McAfee announced it has released a report, Datagate: The Next Inevitable Corporate Disaster?, revealing a widespread belief that a major security breach, even an unintentional one, could lead to the collapse of a major corporation. The global research surveyed more than 1400 IT professionals at companies with at least 250 employees in the United States, the United Kingdom, France, Germany and Australia.
Thirty-three percent of respondents said they believe a major data loss incident involving accidental or malicious distribution of confidential data could put them out of business.
The research also suggests that while awareness regarding the danger of breaches is high, the problem continues to grow. Sixty percent of respondents said they had experienced a data breach in the past year, and only six percent of respondents could say with certainty that they had not experienced one in the previous two years. However, despite the prevalence of breaches, enterprises are still devoting just a fraction of their IT budgets to the problem. On average respondents spend just one-half of one percent of their overall IT budgets on data security.

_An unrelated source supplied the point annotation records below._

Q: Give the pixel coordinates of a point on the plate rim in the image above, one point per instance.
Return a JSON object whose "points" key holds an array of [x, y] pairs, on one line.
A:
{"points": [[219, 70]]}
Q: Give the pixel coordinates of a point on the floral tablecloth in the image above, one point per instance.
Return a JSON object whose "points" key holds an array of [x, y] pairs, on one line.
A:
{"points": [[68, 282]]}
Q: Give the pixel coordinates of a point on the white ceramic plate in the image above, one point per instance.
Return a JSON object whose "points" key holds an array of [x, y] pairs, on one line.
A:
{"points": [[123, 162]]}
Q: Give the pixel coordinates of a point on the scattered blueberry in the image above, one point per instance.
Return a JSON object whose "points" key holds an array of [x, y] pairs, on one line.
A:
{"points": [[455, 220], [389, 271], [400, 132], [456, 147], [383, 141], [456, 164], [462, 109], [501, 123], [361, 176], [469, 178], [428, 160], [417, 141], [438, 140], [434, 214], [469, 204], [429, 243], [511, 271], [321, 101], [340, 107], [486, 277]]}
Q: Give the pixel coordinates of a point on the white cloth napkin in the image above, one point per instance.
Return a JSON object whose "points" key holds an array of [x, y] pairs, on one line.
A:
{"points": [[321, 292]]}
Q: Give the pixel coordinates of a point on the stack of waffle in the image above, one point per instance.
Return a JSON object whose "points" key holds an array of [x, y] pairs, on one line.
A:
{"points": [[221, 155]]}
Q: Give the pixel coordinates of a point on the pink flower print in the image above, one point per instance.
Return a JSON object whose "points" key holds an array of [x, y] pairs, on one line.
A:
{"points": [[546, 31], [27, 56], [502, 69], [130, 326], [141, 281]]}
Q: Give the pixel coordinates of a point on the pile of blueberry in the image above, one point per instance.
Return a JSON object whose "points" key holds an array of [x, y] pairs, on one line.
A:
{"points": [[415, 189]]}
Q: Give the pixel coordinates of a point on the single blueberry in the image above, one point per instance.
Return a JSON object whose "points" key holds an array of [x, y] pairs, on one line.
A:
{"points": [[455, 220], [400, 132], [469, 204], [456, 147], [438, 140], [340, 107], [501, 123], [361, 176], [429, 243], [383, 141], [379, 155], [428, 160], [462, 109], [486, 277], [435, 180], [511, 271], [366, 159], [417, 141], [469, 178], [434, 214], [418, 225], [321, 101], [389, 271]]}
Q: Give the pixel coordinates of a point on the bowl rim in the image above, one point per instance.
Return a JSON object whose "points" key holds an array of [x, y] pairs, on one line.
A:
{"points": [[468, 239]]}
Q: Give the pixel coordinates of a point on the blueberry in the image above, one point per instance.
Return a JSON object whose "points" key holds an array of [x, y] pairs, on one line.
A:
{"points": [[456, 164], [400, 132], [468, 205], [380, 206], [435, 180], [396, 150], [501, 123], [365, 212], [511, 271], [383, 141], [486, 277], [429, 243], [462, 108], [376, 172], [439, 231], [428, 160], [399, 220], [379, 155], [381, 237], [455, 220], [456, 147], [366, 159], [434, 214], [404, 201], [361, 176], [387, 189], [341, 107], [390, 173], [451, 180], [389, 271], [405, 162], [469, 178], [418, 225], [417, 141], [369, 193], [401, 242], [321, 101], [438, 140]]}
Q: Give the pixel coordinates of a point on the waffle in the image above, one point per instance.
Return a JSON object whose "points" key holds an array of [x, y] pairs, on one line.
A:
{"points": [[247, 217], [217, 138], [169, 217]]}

Additional key findings from the research include:
- A data breach that exposed personal information would cost companies an average of $268,000 to inform their customers-even if the lost data is never used
- Sixty-one percent of respondents think that data leakage is the doing of insiders, and 23 percent believe those leaks are malicious
- Nearly half (46 percent) of respondents don't debrief or monitor employees after they have given notice that they are leaving the company
- Twenty-three percent of respondents were able to estimate the total annual cost of data leakage, and the average figure they gave was $1.82 million
- Respondents rated loss of intellectual property and financial information as the two most valuable classes of data-with the average estimated cost of leaked financial data reaching $1.68 million.
"Six in ten companies admitting a breach in just the past year is ample proof that more needs to be done to address this very serious problem," said Dave DeWalt, president and chief executive officer at McAfee, Inc. "Awareness alone isn't enough. To protect customers, employees and shareholders, data loss prevention needs to become a top priority at every level of the organization, from the board room to the lunch room."